Date: July 9th, 2020, 14h
Title: GenoDedup: Similarity-Based Deduplication and Delta-Encoding for Genome Sequencing Data
Presenter: Vinicius Vielmo Cogo
Where: Zoom. If you are not an INESC TEC collaborator, please register at eventos@inesctec.pt until July 8, in order to have access to the link for the Zoom session. The webinar will be recorded.
About: InfoBlender is a periodic seminar organized by HASLab (INESC-TEC/UMinho). It aims at gathering people from academia and industry, as well as the general public, to present and discuss interesting ideas, publications, work in progress, rehearsal talks, etc. InfoBlender helps to tighten the gaps between different research areas and groups, especially those of HASLab, by blending their diverse information, hence the name InfoBlender.

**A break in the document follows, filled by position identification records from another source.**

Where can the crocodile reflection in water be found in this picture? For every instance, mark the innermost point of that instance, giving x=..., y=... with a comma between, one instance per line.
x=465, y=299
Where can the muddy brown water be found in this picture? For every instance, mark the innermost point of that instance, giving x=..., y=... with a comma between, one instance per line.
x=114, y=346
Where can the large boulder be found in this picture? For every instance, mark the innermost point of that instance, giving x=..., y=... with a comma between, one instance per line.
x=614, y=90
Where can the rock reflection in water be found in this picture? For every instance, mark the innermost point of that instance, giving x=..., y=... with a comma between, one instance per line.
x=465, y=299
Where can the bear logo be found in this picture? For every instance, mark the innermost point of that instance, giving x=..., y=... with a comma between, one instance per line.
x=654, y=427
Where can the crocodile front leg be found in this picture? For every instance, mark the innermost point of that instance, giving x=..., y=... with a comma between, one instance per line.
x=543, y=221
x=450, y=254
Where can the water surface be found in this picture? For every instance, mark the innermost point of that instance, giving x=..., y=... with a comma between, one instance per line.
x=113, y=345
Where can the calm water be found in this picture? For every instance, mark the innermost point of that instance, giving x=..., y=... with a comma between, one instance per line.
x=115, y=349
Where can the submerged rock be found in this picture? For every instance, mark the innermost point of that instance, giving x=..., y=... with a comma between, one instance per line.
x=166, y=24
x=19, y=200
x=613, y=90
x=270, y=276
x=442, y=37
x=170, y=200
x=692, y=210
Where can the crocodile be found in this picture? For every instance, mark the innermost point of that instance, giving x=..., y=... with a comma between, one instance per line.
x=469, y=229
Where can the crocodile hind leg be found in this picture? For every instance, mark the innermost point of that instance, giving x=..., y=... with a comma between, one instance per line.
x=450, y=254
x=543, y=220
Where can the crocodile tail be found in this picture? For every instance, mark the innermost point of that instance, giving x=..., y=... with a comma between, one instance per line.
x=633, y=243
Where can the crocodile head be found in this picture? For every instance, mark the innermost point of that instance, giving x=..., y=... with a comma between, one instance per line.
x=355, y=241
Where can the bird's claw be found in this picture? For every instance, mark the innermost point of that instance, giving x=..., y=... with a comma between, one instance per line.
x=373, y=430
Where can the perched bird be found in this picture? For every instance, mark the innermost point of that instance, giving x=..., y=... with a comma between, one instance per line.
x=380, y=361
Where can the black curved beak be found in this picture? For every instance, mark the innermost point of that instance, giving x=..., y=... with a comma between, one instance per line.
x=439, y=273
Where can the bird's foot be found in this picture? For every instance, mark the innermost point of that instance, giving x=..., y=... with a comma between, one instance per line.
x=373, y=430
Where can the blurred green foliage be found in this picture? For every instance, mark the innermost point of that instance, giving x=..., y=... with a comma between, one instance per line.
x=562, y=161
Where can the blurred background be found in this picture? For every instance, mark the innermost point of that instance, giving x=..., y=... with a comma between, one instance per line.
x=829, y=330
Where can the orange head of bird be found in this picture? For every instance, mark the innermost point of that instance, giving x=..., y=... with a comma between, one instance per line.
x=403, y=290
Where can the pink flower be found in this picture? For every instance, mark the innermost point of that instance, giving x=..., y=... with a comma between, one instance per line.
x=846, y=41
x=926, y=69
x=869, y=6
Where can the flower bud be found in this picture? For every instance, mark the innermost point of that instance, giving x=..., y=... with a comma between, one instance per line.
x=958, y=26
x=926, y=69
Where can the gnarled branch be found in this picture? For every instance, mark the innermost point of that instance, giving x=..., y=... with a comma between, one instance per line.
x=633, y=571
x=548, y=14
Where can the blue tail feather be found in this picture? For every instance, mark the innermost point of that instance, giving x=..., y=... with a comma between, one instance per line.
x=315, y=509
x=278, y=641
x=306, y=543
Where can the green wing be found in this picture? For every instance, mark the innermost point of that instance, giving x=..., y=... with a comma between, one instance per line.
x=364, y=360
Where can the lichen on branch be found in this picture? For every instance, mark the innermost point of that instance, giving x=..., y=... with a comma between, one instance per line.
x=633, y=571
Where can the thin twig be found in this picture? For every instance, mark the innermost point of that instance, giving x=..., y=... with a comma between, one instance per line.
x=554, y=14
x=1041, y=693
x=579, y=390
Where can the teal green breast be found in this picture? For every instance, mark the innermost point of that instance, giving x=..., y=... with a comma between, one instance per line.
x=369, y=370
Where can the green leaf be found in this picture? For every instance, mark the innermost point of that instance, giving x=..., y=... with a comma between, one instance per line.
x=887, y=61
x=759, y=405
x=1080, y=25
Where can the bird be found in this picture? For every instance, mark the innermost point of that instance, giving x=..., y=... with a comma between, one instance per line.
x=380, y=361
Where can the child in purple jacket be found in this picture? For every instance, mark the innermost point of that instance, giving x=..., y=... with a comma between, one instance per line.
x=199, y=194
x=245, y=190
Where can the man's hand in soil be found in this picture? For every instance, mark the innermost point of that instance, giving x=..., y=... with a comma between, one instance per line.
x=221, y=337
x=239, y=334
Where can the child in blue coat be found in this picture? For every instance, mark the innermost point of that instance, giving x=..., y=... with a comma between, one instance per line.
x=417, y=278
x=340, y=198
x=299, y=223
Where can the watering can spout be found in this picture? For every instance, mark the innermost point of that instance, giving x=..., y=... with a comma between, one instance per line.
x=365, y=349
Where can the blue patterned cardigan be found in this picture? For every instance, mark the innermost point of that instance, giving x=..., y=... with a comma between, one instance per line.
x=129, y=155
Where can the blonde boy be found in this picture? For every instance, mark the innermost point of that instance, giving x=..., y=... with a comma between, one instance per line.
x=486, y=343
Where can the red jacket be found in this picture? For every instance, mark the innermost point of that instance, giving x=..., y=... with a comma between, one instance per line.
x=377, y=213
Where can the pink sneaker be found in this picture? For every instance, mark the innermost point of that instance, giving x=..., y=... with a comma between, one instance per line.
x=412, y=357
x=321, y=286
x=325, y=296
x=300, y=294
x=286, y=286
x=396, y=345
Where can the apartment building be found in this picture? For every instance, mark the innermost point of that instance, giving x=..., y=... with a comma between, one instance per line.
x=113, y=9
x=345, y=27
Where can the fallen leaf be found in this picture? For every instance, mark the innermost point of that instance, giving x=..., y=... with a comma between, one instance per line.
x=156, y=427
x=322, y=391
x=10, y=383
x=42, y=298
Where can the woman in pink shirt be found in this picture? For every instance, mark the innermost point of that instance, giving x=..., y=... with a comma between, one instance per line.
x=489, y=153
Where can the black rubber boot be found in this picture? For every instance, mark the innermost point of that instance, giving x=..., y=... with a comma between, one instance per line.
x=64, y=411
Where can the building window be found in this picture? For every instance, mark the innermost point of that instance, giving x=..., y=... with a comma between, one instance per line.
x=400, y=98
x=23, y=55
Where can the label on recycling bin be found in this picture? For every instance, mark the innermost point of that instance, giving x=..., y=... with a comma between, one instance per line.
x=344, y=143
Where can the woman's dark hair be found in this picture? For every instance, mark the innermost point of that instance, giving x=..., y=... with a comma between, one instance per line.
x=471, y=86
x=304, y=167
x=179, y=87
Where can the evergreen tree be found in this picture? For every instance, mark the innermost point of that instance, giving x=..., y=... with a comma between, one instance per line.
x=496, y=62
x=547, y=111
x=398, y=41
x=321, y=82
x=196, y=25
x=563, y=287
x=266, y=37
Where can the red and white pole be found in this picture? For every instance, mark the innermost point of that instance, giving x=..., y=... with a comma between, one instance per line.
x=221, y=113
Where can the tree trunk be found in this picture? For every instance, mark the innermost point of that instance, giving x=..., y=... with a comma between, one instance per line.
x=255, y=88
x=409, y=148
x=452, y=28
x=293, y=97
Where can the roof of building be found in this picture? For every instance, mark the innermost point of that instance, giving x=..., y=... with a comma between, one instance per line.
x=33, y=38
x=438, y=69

Abstract: The vast datasets produced in human genomics must be efficiently stored, transferred, and processed while prioritizing storage space and restore performance. Balancing these two properties becomes challenging when resorting to traditional data compression techniques. In fact, specialized algorithms for compressing sequencing data favor the former, while large genome repositories widely resort to generic compressors (e.g., GZIP) to benefit from the latter. Notably, human beings have approximately 99.9% of DNA sequence similarity, vouching for an excellent opportunity for deduplication and its assets: leveraging inter-file similarity and achieving higher read performance. However, identity-based deduplication fails to provide a satisfactory reduction in the storage requirements of genomes. In this work, we balance space savings and restore performance by proposing GenoDedup, the first method that integrates efficient similarity-based deduplication and specialized delta-encoding for genome sequencing data. Our solution currently achieves 67.8% of the reduction gains of SPRING (i.e., the best-specialized tool in this metric) and restores data 1.62x faster than SeqDB (i.e., the fastest competitor). Additionally, GenoDedup restores data 9.96x faster than SPRING and compresses files 2.05x more than SeqDB. The paper is available here.
Biography: Vinicius Cogo, LASIGE researcher, is a PhD candidate in Informatics from the Faculty of Sciences (Ciências) of the University of Lisbon (ULisboa, Portugal). He has an MSc in Informatics from Ciências/ULisboa and a BSc in Computer Science from the Federal University of Santa Maria (UFSM, Brazil). He is a researcher at LASIGE since 2009 and has worked in 6 projects and authored more than 20 peer-reviewed publications. His research interests include distributed systems, dependability, fault tolerance, storage of critical data, and cloud computing.